Soul Issues – Wie geht es dir wirklich?

Wie geht es dir? – Das ist eine umgangssprachliche Floskel die im Volksmund als Synonym für Hallo verwendet wird. Der Rezipient, also die angesprochene Person wird mit sehr hoher Wahrscheinlichkeit mit ‚gut‘ antworten und die gleiche Frage stellen. Fertig.

Aber wie geht es dir wirklich? Weißt du eigentlich wie es dir wirklich geht?

Auf einem meiner liebsten Blogs Days of Yoga habe ich vor einer Weile einen Spruch gelesen: Gefühle sind nur etwas für die ganz Mutigen.

Aber wieso eigentlich?

Meine These: Weil du und ich Angst haben! Wovor? – Schmerzen.

Schmerzen sind Warnsignale, die dem Körper mitteilen hier geht es nicht weiter. Doch tauchen sie dann auf, wenn bereits eine erste Verletzung statt gefunden hat.

Wie sieht es mit deiner Seele jetzt aus? Jetzt, bevor es zum Schmerz kommt oder schlimmer wird?

Frag dich mal ganz ehrlich wie es dir geht. Fühlt sich alles gut an? Prima! Wunderbar und weiter so!

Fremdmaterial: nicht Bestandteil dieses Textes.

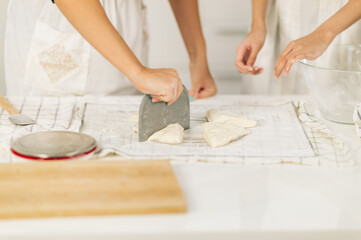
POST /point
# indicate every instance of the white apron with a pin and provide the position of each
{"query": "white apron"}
(45, 55)
(289, 20)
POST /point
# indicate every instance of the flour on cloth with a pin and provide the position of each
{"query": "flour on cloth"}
(172, 134)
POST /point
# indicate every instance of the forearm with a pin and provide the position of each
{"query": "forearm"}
(341, 20)
(187, 16)
(259, 10)
(90, 20)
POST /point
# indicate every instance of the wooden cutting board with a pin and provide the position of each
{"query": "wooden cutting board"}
(82, 188)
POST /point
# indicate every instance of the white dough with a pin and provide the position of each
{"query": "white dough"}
(135, 117)
(220, 134)
(221, 116)
(172, 134)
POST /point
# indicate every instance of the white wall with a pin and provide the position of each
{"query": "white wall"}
(3, 10)
(224, 25)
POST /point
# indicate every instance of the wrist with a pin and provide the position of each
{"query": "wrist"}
(135, 72)
(258, 27)
(326, 34)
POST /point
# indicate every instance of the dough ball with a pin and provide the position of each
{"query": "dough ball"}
(172, 134)
(221, 116)
(220, 134)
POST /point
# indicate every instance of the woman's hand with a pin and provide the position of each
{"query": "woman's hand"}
(163, 84)
(309, 47)
(203, 85)
(248, 50)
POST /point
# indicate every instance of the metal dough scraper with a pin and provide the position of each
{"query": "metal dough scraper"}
(156, 116)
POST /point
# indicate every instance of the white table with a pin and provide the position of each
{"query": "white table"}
(230, 201)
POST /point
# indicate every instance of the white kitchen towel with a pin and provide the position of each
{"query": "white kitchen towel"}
(357, 119)
(330, 151)
(49, 113)
(284, 134)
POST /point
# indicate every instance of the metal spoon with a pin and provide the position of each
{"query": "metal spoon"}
(15, 116)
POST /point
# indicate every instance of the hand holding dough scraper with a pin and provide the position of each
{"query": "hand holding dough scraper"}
(15, 116)
(154, 116)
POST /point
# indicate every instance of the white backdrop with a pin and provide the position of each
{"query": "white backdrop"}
(224, 24)
(3, 10)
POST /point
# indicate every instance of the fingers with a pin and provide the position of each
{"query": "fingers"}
(292, 61)
(241, 59)
(253, 55)
(179, 91)
(194, 91)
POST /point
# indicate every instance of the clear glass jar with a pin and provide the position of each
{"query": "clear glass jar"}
(334, 80)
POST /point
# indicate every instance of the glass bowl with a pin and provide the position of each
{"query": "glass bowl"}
(334, 80)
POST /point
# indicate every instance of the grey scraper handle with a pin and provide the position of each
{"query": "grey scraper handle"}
(156, 116)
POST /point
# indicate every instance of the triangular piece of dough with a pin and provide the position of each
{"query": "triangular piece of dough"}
(221, 116)
(220, 134)
(172, 134)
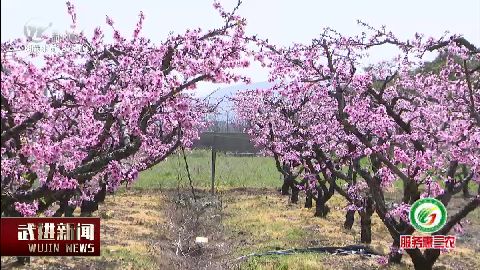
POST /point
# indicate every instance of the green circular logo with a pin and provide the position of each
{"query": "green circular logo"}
(428, 215)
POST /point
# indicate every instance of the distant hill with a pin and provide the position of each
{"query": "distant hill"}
(224, 93)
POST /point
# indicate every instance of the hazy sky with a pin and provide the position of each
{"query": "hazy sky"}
(283, 22)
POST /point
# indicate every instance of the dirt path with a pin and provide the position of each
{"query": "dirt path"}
(156, 230)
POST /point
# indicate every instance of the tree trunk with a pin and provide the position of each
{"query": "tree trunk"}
(88, 207)
(365, 227)
(285, 187)
(395, 257)
(321, 209)
(349, 219)
(466, 193)
(295, 192)
(309, 200)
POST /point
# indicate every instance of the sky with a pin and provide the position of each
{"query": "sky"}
(282, 21)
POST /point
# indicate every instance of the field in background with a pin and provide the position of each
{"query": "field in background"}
(231, 172)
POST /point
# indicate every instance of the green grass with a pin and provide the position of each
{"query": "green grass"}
(231, 172)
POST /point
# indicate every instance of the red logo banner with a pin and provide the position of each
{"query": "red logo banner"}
(50, 236)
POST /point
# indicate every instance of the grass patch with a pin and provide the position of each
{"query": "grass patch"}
(231, 172)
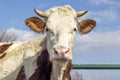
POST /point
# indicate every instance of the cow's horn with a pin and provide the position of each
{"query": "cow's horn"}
(40, 13)
(79, 14)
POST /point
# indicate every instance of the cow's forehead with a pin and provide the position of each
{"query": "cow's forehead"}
(62, 10)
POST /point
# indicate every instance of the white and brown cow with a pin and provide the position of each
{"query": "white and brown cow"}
(48, 57)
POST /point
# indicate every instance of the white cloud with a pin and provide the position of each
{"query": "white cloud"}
(22, 35)
(106, 42)
(108, 15)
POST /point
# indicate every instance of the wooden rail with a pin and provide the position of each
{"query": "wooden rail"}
(96, 66)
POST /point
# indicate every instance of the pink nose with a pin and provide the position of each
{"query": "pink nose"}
(61, 50)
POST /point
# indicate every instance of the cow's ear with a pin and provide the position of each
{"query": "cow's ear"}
(85, 26)
(36, 24)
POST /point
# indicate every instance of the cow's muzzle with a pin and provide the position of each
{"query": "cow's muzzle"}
(61, 53)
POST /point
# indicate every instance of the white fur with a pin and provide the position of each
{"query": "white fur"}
(17, 55)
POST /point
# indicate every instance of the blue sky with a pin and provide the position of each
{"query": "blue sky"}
(102, 45)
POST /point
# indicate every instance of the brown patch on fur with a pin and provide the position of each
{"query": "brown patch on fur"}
(66, 74)
(85, 26)
(4, 47)
(21, 74)
(44, 68)
(35, 24)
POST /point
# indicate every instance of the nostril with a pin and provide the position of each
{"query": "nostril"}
(67, 51)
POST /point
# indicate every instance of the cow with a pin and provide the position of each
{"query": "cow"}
(48, 57)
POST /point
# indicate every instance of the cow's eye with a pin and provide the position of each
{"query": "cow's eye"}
(47, 29)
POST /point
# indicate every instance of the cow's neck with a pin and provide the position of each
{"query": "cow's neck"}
(61, 70)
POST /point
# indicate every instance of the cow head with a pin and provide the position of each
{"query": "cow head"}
(60, 25)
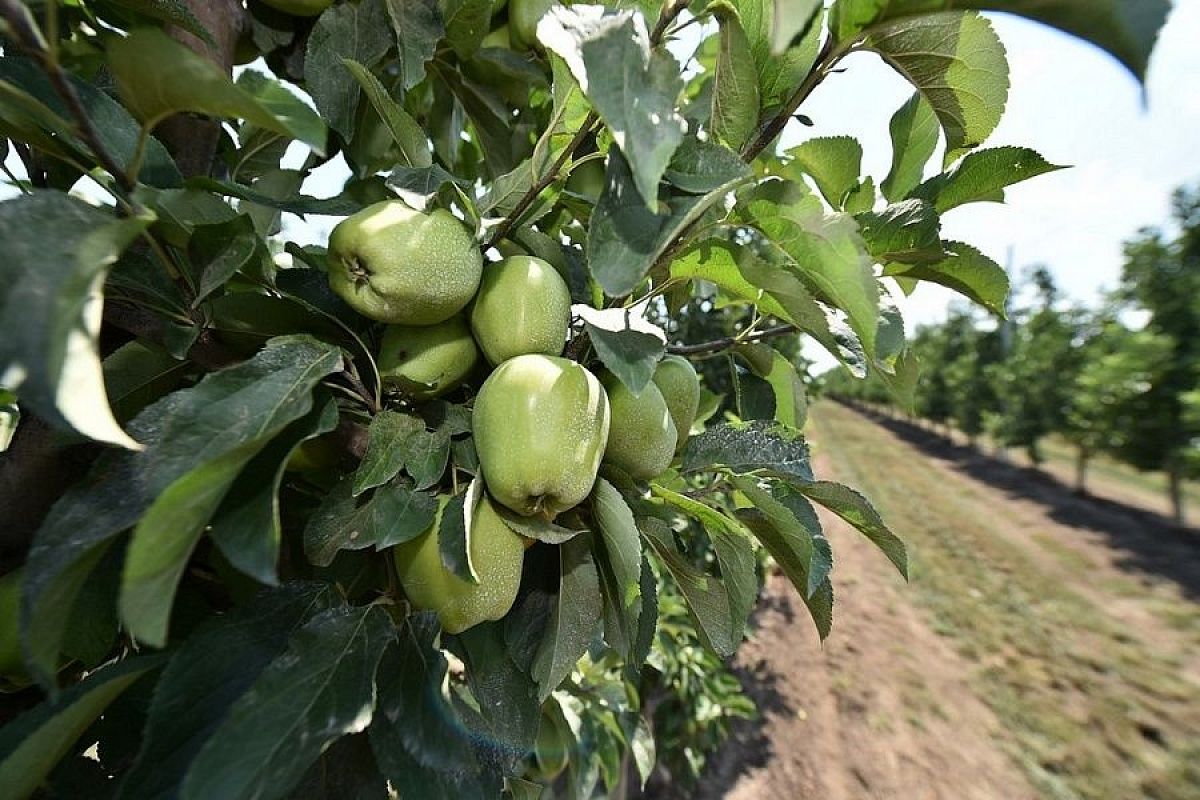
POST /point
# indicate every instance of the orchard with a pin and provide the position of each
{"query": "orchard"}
(457, 501)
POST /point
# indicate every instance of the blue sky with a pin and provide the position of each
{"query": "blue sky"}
(1071, 102)
(1075, 106)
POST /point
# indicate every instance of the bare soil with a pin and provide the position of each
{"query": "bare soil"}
(906, 701)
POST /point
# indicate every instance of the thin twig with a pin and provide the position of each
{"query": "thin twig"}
(30, 40)
(727, 342)
(825, 60)
(669, 16)
(527, 199)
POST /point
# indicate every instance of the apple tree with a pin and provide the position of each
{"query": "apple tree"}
(388, 513)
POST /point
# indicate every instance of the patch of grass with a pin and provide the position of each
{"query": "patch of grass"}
(1086, 708)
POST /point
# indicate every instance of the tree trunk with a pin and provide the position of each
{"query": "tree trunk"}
(1175, 489)
(1081, 457)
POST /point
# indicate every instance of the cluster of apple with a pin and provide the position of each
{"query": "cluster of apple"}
(543, 423)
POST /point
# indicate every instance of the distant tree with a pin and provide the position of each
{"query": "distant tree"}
(1162, 277)
(1035, 384)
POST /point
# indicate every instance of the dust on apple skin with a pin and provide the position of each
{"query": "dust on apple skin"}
(399, 265)
(541, 425)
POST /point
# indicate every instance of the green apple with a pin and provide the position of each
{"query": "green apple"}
(552, 747)
(587, 180)
(523, 18)
(540, 426)
(523, 306)
(497, 554)
(12, 666)
(642, 438)
(299, 7)
(427, 361)
(403, 266)
(679, 384)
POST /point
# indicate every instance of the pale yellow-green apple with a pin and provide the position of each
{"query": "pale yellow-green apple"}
(587, 179)
(427, 361)
(642, 437)
(523, 306)
(540, 426)
(496, 553)
(679, 384)
(400, 265)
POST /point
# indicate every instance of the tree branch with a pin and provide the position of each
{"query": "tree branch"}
(669, 14)
(31, 41)
(717, 346)
(527, 199)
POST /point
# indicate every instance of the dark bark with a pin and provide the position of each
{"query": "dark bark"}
(37, 467)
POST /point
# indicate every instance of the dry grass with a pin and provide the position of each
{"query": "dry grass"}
(1090, 707)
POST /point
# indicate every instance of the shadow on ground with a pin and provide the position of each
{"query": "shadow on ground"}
(748, 745)
(1149, 543)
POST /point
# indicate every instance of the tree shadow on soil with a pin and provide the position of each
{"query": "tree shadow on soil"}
(748, 746)
(1147, 542)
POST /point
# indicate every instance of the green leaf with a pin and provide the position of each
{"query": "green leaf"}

Fühlt sich etwas komisch an? Was fühlt sich komisch an? Hast du bereits mit einer vertrauten Person darüber gesprochen?

Gerne greifen du und ich erst dann zur Hilfe, wenn es bereits zur Explosion gekommen ist. Ich kenne das. Ich bin oder besser ich war darin eine Heldin, wenn es darum ging Gefühle zu verdrängen.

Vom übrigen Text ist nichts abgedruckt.